The Permian has been attracting independent U.S. drillers and oil majors who want to capitalize on short-cycle returns in the world’s hottest shale play, but one of the world’s supermajors is not joining the large in-crowd comprised of drillers that are jumping on the shale bandwagon.
France’s Total—unlike competitors Exxon, Chevron, and Shell – thinks that the Permian is not the best allocation of capital to create value for the company and its shareholders.
Speaking at the CERAWeek in Houston this week, Total’s CEO Patrick Pouyanné told IHS Markit’s Vice Chairman Daniel Yergin that choosing where to invest is a question of allocation of capital.
“What we learn from this low cycle is that you can’t do everything,” Pouyanné said, adding that it doesn’t make sense for Total and its investors to allocate capital to gain access to the Permian to produce 50,000 bpd of oil.
Unlike its competitors, Total doesn’t have a position in the Permian, and it would be quite costly to try to gain one at this point in the game. For this reason, the Permian is not a priority for the French company, according to its chief executive.
“I have nothing against the Permian,” Pouyanné was quick to say, adding that “I think it’s an incredible area” for competitors who already have positions there.
“For a company like Total, it’s not just a matter of ticking the box to produce 50,000 bpd, it makes no sense,” the CEO said, adding that “when I think of areas of investment, I need to target 200,000 bpd-300,000 bpd if I’m a serious player.” Related: Shale Pioneer Issues Warning To U.S. Drillers
“I don’t think it’s the best allocation of capital. Having said that, never say never, the earth is round…[but] it’s not a priority,” Total’s CEO said at the CERAWeek.

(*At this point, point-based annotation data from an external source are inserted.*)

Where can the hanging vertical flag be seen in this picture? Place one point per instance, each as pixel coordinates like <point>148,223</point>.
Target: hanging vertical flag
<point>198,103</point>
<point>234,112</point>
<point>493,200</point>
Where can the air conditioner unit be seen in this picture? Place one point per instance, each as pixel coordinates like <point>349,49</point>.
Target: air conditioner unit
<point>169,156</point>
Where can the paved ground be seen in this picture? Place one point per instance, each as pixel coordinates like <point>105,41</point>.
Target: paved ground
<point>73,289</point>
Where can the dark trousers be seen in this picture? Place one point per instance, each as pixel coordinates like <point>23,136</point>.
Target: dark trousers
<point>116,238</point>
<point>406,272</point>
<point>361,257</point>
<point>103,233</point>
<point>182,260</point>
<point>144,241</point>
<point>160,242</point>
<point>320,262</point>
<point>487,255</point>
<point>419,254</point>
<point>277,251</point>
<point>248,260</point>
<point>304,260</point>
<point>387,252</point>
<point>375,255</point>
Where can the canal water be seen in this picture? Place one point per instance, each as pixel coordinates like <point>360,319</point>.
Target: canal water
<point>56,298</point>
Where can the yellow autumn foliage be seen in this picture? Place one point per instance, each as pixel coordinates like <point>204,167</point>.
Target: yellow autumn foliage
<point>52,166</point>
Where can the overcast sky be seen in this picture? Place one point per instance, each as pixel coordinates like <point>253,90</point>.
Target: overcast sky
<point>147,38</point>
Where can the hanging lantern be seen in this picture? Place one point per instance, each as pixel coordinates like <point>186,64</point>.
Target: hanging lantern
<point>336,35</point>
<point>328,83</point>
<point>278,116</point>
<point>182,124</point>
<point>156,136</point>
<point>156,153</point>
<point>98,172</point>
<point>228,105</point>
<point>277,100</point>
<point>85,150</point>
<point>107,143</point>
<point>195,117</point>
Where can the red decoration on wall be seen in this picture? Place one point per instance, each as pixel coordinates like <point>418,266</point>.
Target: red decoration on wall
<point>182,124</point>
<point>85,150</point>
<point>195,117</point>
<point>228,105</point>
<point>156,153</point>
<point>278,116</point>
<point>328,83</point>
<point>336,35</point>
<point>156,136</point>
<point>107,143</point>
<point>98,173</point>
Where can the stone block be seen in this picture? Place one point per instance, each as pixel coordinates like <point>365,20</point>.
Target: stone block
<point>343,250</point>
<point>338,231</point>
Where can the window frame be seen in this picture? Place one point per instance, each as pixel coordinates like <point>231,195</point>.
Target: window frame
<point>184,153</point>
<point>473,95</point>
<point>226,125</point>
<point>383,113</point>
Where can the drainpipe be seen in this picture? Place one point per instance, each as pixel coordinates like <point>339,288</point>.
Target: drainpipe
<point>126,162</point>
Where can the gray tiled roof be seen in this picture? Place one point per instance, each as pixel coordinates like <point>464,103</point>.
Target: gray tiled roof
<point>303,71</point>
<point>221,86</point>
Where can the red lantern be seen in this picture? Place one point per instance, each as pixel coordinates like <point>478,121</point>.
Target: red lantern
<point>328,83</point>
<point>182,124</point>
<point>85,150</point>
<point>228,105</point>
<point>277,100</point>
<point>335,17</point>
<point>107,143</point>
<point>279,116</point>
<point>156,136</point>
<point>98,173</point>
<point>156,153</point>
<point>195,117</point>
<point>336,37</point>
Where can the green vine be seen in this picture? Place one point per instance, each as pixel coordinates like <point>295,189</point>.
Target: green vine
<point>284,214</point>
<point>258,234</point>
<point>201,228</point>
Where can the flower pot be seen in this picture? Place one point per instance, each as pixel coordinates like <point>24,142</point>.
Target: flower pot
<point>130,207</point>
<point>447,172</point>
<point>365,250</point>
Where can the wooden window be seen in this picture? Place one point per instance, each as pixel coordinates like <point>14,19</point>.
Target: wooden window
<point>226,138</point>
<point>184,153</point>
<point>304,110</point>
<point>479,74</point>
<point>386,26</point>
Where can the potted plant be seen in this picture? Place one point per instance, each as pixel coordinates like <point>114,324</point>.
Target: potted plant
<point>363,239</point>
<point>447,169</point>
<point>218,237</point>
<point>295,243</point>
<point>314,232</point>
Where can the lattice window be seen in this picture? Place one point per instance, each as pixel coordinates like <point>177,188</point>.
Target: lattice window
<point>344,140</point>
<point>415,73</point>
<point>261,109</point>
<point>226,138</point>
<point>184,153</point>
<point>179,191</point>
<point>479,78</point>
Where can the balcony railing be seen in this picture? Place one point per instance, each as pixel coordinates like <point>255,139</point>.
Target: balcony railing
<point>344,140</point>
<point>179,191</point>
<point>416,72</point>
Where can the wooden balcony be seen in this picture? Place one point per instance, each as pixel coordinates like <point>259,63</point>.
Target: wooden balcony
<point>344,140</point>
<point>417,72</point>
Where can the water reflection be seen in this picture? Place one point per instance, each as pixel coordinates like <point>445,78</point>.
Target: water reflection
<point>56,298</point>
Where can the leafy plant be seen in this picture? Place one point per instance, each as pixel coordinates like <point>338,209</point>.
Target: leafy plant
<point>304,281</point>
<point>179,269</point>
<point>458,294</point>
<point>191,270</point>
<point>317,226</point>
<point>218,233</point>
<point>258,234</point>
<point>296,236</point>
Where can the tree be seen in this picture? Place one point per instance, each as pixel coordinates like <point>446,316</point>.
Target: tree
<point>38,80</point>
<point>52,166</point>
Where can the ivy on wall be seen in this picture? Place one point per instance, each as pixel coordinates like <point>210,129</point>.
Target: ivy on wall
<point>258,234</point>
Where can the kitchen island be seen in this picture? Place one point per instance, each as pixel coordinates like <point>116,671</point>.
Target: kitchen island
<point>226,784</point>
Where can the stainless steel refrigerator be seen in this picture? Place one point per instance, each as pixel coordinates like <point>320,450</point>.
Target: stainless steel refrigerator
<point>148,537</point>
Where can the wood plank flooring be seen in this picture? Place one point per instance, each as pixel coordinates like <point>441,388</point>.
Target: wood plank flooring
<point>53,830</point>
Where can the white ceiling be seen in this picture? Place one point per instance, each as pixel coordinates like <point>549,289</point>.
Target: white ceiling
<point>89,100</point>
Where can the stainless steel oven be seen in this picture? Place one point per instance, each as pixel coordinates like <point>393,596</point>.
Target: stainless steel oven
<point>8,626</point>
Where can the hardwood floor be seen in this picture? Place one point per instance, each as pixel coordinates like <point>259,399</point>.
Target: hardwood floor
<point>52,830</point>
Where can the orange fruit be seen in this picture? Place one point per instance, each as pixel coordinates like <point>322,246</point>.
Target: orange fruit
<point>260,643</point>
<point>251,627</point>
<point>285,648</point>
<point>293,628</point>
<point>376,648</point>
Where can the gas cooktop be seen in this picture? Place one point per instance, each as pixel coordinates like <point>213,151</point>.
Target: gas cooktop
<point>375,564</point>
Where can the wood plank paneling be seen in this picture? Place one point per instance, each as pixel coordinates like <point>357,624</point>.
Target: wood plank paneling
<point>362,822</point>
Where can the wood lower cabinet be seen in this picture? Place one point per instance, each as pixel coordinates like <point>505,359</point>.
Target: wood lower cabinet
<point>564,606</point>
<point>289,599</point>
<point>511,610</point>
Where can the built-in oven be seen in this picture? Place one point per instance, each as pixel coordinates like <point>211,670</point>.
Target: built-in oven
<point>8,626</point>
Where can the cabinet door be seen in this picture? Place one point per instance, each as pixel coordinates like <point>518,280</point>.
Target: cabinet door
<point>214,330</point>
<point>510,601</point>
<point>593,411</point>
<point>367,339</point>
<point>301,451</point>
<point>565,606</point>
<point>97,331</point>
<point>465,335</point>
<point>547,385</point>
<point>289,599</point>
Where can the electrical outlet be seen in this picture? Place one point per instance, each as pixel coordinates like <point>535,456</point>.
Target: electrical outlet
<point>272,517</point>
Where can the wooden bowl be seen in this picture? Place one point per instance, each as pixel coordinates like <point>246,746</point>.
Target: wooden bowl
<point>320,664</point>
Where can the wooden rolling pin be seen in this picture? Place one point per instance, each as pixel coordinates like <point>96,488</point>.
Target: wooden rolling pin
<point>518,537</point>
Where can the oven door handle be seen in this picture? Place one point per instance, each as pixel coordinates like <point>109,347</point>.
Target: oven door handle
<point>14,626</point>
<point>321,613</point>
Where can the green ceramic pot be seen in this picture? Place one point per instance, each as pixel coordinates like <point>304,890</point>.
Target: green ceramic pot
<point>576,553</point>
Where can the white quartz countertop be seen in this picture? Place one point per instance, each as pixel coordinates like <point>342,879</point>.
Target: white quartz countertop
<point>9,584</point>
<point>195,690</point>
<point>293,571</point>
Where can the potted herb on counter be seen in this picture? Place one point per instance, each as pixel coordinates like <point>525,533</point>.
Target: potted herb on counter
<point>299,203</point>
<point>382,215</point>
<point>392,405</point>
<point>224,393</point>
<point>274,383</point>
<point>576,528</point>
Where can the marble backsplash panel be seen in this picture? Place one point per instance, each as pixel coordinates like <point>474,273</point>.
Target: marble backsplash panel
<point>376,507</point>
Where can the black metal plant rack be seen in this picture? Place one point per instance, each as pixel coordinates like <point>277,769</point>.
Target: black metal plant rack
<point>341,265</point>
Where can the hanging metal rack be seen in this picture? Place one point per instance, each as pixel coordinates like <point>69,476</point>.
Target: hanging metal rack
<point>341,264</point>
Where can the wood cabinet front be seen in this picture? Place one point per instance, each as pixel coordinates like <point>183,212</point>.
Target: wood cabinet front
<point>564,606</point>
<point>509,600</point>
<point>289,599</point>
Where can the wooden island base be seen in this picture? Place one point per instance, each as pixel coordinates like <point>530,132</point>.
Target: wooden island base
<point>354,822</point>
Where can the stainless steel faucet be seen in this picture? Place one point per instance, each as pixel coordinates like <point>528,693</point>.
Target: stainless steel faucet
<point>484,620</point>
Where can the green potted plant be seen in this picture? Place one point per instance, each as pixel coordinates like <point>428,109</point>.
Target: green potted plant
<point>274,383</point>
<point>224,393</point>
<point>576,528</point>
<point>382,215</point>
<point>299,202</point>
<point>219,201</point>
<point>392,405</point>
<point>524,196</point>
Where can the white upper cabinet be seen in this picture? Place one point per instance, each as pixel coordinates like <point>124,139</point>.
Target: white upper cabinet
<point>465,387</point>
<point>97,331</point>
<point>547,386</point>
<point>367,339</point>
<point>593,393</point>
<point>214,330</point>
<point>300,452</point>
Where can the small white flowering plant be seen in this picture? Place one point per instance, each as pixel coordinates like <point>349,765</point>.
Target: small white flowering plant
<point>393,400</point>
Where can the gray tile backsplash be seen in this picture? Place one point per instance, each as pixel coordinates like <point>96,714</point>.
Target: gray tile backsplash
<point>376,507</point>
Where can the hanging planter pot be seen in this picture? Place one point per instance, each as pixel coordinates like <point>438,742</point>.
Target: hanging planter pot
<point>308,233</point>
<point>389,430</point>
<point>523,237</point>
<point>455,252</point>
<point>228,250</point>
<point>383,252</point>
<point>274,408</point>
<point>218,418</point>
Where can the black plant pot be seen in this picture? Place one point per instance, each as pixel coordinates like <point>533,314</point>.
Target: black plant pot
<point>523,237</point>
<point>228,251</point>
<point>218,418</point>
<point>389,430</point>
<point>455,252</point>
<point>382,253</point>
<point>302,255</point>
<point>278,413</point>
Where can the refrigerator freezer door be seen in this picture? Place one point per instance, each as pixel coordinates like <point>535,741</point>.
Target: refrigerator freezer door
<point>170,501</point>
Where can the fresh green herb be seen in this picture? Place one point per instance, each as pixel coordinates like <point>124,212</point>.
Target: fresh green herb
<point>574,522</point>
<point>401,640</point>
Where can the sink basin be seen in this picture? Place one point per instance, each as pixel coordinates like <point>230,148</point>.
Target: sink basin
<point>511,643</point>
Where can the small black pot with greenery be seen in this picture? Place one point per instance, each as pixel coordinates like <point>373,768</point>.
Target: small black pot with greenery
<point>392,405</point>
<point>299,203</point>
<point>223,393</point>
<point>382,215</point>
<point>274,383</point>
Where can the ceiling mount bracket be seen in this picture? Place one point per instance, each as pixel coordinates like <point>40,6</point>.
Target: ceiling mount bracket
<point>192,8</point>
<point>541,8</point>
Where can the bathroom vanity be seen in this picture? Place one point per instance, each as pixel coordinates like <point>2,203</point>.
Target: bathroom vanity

On the one hand, Pouyanné’s words highlight the fact that the Permian—dubbed “the world’s hottest shale play”—is now too crowded for latecomers and the cost of accessing acreage is not worth the value that such a position could create. On the other hand, the comments show that Total currently has other priority areas in which to profit so it can return more of those profits to shareholders.
Pouyanné said those priority areas are the Middle East, Africa, the North Sea, deepwater, and liquefied natural gas (LNG).
“I prefer to spend my money on these five strengths, with the intent to be a leader in each of them,” Pouyanné said.
“I strongly believe that for our investors playing to our strengths has much more sense to create value than just trying to fill the gaps.”
“I love the Middle East,” Pouyanné said at CERAWeek, noting the low-cost oil and gas positions it has in Abu Dhabi, Qatar, and Iran.
In Africa, Total has just boosted its upstream Libyan operations by acquiring the 16.33-percent stake of the Waha oil concessions held by U.S. Marathon Oil Corporation for US$450 million.
At CERAWeek, Pouyanné said that this acquisition was “one of the best deals I’ve ever made” because it gave Total access to vast low-cost oil resources. Acknowledging the geopolitical and country-specific risks of doing business in Africa and the Middle East, Pouyanné said that there can’t be opportunities without risks.
In the North Sea, the acquisition of Maersk Oil that will close on March 8 is strengthening Total’s business and creates synergies to further push costs down, Pouyanné said.
In deepwater, Total sanctioned in December the first large-scale development phase of the Libra project offshore Brazil, with technical costs below $20 a barrel, and last month bought exploration licenses offshore Guyana, where Exxon has just made its seventh oil discovery.
In LNG, Total has recently bought Engie’s portfolio of upstream LNG assets, becoming the second-largest global LNG player behind Shell. Related: Oil Prices Rebound After EIA Reports Build In Crude Inventories
While short-cycle oil has been predominantly associated with the Permian, Total has a different concept of ‘short cycle’. For Pouyanné, short cycle means being able to turn on and turn off contractors and capex.
Acknowledging that the Permian will continue to boost its production, Total’s CEO still doesn’t think that the area is the best allocation for his company’s capital, especially without any existing position there.
In an interview with Bloomberg on the sidelines of CERAWeek, Pouyanné said:
“Total today is the most profitable major company without any shale.”